Don’t Kill the Messenger

Transport, Extraordinary Fashion, War

To drivers, bike messengers are daredevils with a death wish. To office workers, they are the mules that deliver their packages. And to the media, they are a weird new subculture of bike-mounted, tattooed punks to be stereotyped and glamorized.

Messengers, however, have their own opinions about themselves:
“Tearing through the streets like flailing birds of prey on the hunt, hounding for tiny packaged morsels of corporate paperwork and secretarial signed, cum stained copies of projects, projects, projects, teeming down lanes swamped with tiny-minded mites with poor motor skills, literally WAKING UP their sorry Pabst-soaked, tobacco-stained, inbred existences to the cosmic wheel-shod genius that is the BIKE MESSENGER” 
– Road Kill, Issue #3, June 1995, New York.

Messenger magazines born in the late eighties and throughout the nineties in San Francisco, Seattle, Toronto, London and Dublin gave bike messengers a platform to say what they wanted about their lives in their own raw, unedited words. Columns reported bike thefts, the occasional run-in with security guards outside office buildings and addressed bad media coverage of messengers: “I believe that the media by sensationalizing bad cycling is actually glamorizing it” – Moving Target, #4 1989, London.

They made no apologies for their aggressive cycling and covered their crazy Alley Cat races, which started in Toronto.
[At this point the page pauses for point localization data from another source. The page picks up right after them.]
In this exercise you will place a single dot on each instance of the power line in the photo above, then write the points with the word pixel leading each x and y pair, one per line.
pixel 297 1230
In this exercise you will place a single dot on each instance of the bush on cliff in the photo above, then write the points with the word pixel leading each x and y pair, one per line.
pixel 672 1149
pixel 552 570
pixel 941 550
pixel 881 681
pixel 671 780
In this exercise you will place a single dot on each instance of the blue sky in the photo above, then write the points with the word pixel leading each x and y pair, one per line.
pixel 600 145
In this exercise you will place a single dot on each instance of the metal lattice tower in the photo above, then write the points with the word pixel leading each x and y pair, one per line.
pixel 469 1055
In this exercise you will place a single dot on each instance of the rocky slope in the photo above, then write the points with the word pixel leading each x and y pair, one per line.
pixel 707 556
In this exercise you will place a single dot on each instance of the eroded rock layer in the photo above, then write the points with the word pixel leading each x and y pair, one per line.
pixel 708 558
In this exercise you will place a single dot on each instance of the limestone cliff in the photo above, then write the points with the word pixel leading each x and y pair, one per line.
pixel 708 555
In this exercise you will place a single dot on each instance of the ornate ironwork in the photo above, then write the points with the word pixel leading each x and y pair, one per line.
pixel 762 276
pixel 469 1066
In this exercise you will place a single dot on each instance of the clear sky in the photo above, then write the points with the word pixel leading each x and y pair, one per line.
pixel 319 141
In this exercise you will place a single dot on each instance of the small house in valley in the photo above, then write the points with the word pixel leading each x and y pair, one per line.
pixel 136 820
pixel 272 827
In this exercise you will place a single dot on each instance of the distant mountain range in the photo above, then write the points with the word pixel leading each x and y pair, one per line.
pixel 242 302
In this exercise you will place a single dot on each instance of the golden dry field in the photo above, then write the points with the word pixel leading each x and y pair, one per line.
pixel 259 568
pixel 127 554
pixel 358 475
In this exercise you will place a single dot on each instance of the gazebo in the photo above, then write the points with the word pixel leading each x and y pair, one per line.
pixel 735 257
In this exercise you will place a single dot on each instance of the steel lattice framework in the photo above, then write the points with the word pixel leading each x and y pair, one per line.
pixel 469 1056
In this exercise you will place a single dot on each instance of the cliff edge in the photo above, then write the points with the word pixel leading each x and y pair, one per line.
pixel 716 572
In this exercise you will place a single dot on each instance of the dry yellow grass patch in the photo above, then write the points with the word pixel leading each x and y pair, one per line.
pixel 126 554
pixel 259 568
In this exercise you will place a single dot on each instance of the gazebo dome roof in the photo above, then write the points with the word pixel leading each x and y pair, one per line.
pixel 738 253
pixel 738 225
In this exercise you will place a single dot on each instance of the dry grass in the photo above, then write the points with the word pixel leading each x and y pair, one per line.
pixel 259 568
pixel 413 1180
In columns such as “Cars, I hate the fucking things.” (Voice of Da, San Francisco), bikers protested about their natural enemies, reclaiming the streets for cyclists while denouncing the car industry for the environmental damage it causes.

Obituaries for colleagues killed on duty were regular features. These pointed out to the need for better working conditions, from job insurance to unionizing. The messengers also raised questions about whether working for a larger, Establishment system was right or wrong: “Every now and again, in my line of work, I find myself having to take part in a delivery for a company or person that I find objectionable on some moral, environmental, or political grounds” – Mercury Rising, #6, April 1992, San Francisco.

Like all media, messenger zines have moved on to the internet. The Messenger Institute for Media Accuracy website keeps track of messenger-related news and republishes articles from the old zines. London-based Moving Target has survived over the years and platforms, becoming, in its own words, “the world’s most useless messenger zine”.